Maximizing Opportunities for Feedback
The richest learning environments are "feedback rich" (to use a phrase I learned from Dan Meyer). There are three people in the classroom that can provide feedback to a student about their work: 1) peers, 2) teachers, 3) the student themselves. I think Dan would want to throw in another options, 4) the math.In general, I've always been kind of nervous about peer feedback and peer review. I've always felt that grades were kind of a private thing? That said, if it's not about graded work, it's just about work, that issue does kind of go away. I would definitely characterize my pedagogical vision as centered on group-work (however well that's actually realized). For groups to function, they need to be comfortable sharing their partial understandings, potential miscues, and brave ideas with their peers. Sometimes that could happen in real-time during a group task. Other times it could happen with a little bit of delay, after they work independently on a task, and then compare work after.

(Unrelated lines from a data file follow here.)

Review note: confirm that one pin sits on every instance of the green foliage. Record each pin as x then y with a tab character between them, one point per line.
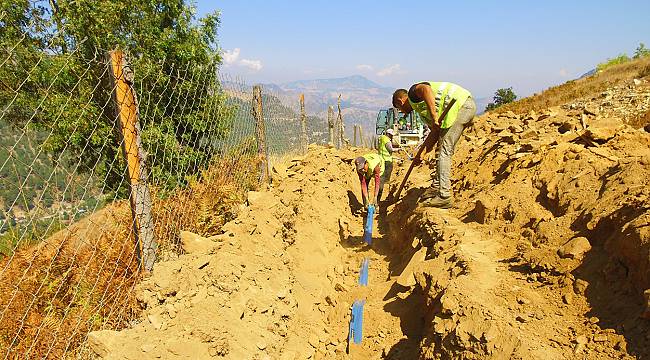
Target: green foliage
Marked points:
622	58
55	81
501	97
641	51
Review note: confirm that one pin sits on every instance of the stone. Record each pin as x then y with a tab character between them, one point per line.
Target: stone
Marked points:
575	248
196	244
253	197
155	321
103	342
484	210
646	296
580	286
600	338
591	110
581	340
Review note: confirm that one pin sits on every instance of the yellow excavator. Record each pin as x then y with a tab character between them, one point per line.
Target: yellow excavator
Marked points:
409	129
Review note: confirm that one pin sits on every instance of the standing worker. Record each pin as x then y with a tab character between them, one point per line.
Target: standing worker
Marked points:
385	150
369	166
429	99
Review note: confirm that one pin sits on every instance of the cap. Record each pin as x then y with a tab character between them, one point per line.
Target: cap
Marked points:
359	163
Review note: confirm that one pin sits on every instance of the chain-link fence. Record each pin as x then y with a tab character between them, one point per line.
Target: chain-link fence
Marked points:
102	163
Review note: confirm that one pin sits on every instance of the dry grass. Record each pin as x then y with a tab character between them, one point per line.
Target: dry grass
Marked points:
576	89
81	279
206	205
54	293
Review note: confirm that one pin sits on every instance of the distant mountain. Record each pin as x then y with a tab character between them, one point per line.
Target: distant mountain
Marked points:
361	98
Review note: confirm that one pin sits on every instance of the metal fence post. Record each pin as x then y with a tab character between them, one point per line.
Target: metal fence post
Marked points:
303	125
260	134
140	198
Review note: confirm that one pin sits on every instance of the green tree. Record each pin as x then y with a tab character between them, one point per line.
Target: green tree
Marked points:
501	97
55	80
641	51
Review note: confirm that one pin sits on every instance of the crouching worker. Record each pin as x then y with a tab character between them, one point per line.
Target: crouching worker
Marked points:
369	166
385	150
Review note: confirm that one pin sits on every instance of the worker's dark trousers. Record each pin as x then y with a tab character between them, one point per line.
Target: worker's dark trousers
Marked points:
446	146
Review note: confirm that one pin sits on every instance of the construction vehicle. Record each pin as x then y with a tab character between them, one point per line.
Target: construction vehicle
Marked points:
409	129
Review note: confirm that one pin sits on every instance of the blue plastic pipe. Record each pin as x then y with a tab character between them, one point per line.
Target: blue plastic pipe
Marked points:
363	273
356	322
367	230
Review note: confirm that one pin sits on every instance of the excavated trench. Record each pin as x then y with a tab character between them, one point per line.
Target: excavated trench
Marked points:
280	281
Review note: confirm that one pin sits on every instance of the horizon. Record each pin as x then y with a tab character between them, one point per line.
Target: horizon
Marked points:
546	44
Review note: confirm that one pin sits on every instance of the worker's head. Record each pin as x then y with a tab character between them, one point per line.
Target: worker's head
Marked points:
401	101
361	164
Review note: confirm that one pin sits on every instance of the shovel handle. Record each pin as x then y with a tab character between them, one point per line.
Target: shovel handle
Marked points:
429	138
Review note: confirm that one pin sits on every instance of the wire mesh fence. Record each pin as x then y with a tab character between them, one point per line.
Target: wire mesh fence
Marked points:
85	136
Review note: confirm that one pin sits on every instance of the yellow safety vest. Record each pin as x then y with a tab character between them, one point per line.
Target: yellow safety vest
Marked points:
383	152
444	92
373	160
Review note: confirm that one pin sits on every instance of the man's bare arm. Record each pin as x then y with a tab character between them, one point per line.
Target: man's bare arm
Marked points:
425	92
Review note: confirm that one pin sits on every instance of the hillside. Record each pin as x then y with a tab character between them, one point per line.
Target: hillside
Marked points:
544	255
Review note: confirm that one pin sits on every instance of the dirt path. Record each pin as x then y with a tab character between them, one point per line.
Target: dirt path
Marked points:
280	280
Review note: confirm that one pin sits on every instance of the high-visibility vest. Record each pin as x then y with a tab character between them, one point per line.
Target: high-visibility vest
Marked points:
383	152
444	92
373	160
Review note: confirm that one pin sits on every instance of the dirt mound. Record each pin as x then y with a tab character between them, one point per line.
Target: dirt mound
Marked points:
545	255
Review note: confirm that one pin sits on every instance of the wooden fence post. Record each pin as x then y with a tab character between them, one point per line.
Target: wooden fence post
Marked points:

Self-reflection, self-analysis, meta-cognition...that's the real stuff right there. Again, I'm always talking to my high schoolers about how important it is for them to develop independence and self-direction. I definitely need to learn more about how to facilitate that kind of self-study.
Assign Your Own Grade
Given that I'm probably going to have to give them *some* kind of grade at the end of the course, what about the "pick your own grade" option? I would be nervous that the highest grades simply go to those who feel the most entitled to ask for them. And those students are often not the students who "deserve" them!Contract Grading
In a previous post, I talked about being interested in "contract grading." As I understand it, contract grading basically means this: I outline some very clear, general conditions under which a student gets a given grade. I could consider something like, "As long as you are here for more than x% of the classes, and you do [insert task?] on those days, you'll get a A." Or something like that.I like how simple it is. I don't like how transactional it feels. I like how it takes some of the grading out of the hands of the teacher, because the student can really just see what's happening and determine what their expected grade it. I worry that it might result in some hyperfocus on the minimum conditions under which the desired grade is achieved.